Mountain Warfare School is at Ethan Allen Firing Range, in Jericho Vermont, of the Vermont National Guard. This course is designed to teach/familiarize cadets with mountain operations. It will challenge you both physically and mentally. Training is nonstop, 16 hours per day for 14 days. It tests your physical strength by forcing you to carry a 45-65 pound rucksack for 2-5 miles a day in mountainous terrain and mentally by testing your day and night land navigation skills.
Northern Warfare School is taught at the Northern Warfare Training Center in Fort Greely, Alaska. The course is designed to familiarize selected cadets with the skills required for movement in mountainous terrain and cold regions during summer months. Emphasis is placed on basic military mountaineering skills and river operations on the inland waterways. A cadet obtains a slot in Northern Warfare School by virtue of his/her performance during the school year. The battalion usually receives 0-1 slots per year. Only the most qualified and motivated cadets will be selected to attend the course.
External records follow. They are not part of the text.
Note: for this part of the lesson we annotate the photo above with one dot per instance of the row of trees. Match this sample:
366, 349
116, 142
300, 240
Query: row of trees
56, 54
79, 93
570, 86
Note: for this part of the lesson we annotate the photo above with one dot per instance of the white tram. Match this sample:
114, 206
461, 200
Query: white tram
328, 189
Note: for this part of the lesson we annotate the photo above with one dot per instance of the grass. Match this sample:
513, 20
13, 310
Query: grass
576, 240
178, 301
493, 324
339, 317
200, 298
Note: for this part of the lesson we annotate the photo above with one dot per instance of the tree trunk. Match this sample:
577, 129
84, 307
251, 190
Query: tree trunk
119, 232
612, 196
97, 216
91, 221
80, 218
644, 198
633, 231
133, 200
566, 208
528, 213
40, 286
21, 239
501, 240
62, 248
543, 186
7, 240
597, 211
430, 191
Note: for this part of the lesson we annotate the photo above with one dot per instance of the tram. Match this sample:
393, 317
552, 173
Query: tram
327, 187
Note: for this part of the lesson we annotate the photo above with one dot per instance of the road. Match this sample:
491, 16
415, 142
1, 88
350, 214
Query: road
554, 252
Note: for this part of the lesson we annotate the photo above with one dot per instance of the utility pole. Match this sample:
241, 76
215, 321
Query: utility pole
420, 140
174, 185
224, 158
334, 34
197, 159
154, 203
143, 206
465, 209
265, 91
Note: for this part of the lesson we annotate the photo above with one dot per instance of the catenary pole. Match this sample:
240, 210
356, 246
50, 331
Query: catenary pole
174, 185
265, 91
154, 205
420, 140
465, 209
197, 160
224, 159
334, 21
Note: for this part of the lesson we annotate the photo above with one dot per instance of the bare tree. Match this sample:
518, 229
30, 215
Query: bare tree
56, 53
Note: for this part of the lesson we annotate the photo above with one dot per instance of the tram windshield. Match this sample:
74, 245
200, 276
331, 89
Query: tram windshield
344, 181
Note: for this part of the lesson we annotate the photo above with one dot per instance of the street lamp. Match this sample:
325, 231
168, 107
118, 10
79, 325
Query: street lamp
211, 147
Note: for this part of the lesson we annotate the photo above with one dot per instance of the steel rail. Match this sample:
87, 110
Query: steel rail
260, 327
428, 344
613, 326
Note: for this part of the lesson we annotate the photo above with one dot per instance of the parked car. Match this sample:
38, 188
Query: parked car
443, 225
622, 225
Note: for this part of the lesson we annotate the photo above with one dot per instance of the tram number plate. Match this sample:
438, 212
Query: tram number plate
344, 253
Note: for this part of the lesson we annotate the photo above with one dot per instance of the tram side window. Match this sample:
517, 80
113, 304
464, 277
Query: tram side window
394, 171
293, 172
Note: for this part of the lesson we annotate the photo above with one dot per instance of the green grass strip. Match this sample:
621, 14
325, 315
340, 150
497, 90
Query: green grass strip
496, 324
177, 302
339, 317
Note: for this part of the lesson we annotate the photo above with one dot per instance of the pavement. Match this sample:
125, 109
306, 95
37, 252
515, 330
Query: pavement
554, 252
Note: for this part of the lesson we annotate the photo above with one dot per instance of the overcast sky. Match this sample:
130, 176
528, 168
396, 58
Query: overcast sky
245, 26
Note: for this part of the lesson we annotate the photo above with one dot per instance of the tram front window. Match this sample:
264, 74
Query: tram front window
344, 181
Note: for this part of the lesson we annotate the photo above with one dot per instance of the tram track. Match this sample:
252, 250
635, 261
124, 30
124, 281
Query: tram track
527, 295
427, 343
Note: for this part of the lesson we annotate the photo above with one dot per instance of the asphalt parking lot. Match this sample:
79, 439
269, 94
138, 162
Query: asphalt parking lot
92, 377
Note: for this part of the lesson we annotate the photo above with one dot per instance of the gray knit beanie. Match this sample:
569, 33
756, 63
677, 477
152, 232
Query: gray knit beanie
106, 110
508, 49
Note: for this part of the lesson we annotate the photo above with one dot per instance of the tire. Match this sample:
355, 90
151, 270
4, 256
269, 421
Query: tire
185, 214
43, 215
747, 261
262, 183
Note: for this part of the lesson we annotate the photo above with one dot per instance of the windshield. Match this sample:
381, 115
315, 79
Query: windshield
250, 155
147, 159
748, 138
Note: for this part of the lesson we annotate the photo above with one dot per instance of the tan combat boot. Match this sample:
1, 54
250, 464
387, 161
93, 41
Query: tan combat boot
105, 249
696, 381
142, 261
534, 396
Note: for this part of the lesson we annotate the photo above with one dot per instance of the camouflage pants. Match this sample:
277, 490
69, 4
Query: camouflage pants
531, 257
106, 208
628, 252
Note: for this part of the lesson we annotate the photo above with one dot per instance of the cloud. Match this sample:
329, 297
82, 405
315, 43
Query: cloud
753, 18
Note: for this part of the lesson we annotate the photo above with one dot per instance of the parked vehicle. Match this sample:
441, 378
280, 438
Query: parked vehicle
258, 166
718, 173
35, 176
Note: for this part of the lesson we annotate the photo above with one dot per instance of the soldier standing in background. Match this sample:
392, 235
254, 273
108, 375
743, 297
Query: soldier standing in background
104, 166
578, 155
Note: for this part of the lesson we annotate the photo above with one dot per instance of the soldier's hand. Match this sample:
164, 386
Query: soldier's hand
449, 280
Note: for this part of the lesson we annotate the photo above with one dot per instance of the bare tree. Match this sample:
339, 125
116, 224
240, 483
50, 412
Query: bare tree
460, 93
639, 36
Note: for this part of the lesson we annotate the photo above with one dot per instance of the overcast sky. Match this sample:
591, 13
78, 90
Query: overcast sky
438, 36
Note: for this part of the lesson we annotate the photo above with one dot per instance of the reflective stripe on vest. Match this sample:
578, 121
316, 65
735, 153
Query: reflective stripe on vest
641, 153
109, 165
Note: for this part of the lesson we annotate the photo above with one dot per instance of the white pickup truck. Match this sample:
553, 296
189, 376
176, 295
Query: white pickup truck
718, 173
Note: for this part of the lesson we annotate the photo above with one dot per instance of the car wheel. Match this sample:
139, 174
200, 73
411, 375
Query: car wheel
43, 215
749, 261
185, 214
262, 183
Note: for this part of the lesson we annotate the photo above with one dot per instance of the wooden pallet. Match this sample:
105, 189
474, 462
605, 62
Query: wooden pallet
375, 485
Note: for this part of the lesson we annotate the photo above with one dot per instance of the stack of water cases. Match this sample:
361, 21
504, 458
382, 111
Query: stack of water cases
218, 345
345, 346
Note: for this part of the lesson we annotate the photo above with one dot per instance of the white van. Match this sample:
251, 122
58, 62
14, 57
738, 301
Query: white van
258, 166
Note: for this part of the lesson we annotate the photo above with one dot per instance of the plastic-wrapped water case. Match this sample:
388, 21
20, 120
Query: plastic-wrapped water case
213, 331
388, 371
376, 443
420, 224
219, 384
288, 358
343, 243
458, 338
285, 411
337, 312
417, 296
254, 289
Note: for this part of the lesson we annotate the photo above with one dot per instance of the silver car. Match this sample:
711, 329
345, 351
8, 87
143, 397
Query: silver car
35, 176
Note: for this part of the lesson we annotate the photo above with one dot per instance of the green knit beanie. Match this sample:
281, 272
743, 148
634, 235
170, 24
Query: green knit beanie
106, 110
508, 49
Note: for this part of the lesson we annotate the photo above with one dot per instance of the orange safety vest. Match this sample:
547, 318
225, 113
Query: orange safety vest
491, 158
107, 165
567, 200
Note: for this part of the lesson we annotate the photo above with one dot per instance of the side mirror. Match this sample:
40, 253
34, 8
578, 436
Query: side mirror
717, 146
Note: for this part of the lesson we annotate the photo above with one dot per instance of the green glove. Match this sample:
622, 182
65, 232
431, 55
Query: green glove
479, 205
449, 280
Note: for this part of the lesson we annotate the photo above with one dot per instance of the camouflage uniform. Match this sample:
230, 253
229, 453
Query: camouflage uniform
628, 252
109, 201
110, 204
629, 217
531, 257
Nurse Summer Training Program (NSTP)
Cadets with an Academic Major of Nursing are the only Cadets eligible to apply for this program. Cadets are assigned to Army Medical Facilities both in the continental United States (CONUS) and outside the continental United States (OCONUS) including Europe. NSTP provides nursing Cadets with opportunities to develop and practice leadership in a clinical environment. Cadets work side-by-side with an Army Nurse Corps Officer preceptor. To qualify, Cadets must submit an application packet through their Brigade Nurse counselor to the Cadet Command Chief Nurse. Cadets applying for this program must be certified in Basic Cardiac Life Support (BCLS- Provider level) and certification may not expire prior to the completion of NSTP training.
Cadet Troop Leadership Training (CTLT)
Cadet Troop Leadership Training is an optional program for MSIII cadets during the summer following completion of LDAC. This three week CONUS or 4 week OCONUS program trains Cadets in lieutenant positions with active Army and Reserve component units. Assignments are available in nearly all branches and with units worldwide.